Christ, Viktor (Victor Josef Conrad)

* 18.7.1869 Wien/A, † 30.7.1902 Rotwand, Dolomiten/Tirol (Roda di Vaèl, Trentino/I) [Bergunfall]. Trompeter.

Sohn des Kaufmannes Franz Christ und dessen Frau Adelheid, geb. Pfleger. Philosophie-Studium an der Universität Wien, das er nicht abschloss; ab 1888 musikalische Ausbildung am Konservatorium der Gesellschaft der Musikfreunde in Wien: Hauptfach Trompete bei Franz Blaha (1828–1913), Klavier bei Ferdinand Löwe, Harmonielehre- und Kontrapunktunterricht bei Bruckner, nebenbei Universitäts-Hörer bei Eduard Hanslick und Max Dietz (1857–1928). 1892 künstlerische Abschlussprüfung; ab März 1892 Anstellung bei den Wiener Philharmonikern und an der Hofoper als Trompeter; Archivar des Orchesters. Kurz vor seinem Tod wurde ihm im Juni 1902 das Amt des Schriftführers übertragen, welches er nicht mehr ausführen konnte.

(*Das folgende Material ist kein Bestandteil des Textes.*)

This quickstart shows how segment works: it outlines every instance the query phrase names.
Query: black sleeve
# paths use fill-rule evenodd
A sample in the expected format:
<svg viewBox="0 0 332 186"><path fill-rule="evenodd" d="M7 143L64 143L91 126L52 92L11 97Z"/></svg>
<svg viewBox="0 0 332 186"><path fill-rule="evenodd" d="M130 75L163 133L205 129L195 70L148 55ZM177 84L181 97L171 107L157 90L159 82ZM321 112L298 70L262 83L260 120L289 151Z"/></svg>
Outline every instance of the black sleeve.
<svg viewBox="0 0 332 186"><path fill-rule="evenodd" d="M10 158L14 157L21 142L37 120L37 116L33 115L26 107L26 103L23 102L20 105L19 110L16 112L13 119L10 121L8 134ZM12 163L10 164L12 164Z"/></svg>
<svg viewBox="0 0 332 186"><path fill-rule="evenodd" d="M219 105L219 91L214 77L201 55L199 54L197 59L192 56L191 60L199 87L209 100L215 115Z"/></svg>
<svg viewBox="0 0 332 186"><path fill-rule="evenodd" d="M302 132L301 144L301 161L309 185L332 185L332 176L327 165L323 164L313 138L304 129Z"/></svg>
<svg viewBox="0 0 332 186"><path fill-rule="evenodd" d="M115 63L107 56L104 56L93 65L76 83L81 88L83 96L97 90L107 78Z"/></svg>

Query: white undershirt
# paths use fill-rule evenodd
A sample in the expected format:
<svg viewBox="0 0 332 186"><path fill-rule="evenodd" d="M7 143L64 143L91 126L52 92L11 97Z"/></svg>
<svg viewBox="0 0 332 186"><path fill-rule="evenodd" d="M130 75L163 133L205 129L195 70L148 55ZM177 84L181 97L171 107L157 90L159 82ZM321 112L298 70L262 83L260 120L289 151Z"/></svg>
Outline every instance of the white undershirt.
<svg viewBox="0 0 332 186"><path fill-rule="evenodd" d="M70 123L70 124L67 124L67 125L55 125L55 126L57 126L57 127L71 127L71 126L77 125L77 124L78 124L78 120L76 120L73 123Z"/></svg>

Christs Mitschriften zu Bruckners Unterricht am Konservatorium sind zum Teil publiziert (Göll.-A. 4/1, S. 43–62), ein umfangreiches Konvolut von Mitschriften aus dem Jahr 1888/89 wurde im Bruckner-Archiv des Stiftes St. Florian (Gruppe 22, Nr. 17) entdeckt, eine Aufarbeitung ist noch ausständig. Ein Adressenvermerk in den Taschen-Notizkalendern im Jänner 1890 legt nahe, dass sich rasch ein näherer persönlicher Kontakt ergab. Einschlägige Notizen („Christ! Beim Tremol[o] 1. Abtheil[ung] nachsehen wegen der Endnoten im Betreff des Orgelpunktes“ bzw. „1. Satz 6. Sinf[onie] H[err] Christ“, s. Verborgene Persönlichkeit Bd. 1, S. 391, 393) dokumentieren Christs Tätigkeiten in den Jahren 1890/91 als Kopist. Neben zwei Partitur-Abschriften des Kopfsatzes der Sechsten Symphonie – eine davon fragmentarisch – existieren Abschriften vom 1., 2. und 4. Satz der 2. Fassung der Ersten Symphonie im Archiv der Wiener Philharmoniker sowie zwei Sätze derselben Symphonie, die sich in Privatbesitz befinden: Kopfsatz fragmentarisch und Finale. Die 1. Aufführung dieser neuen Fassung dirigierte Hans Richter aus ebenjener Partiturabschrift aus dem Archiv der Wiener Philharmoniker. Der handschriftliche Vermerk „2. und neue Bearbeitung“ auf dem Titelblatt zum Finale der im Privatbesitz befindlichen Teilabschrift verweist unmissverständlich auf die Umarbeitung zur sogenannten „Wiener Fassung“. Zur Achten Symphonie hat sich viel Material erhalten, das aufgrund der frühen Datierung von hoher philologischer Bedeutung für die 2. Fassung ist. In enger Zusammenarbeit mit dem Komponisten kopierte Christ im Frühjahr und Sommer 1890 drei Sätze (mit Ausnahme des Scherzo). Darüber hinaus existieren von ihm weitere Kopien zu diesem Werk. Der größte Teil seiner Abschriften befindet sich heute in Wiener Privatbesitz.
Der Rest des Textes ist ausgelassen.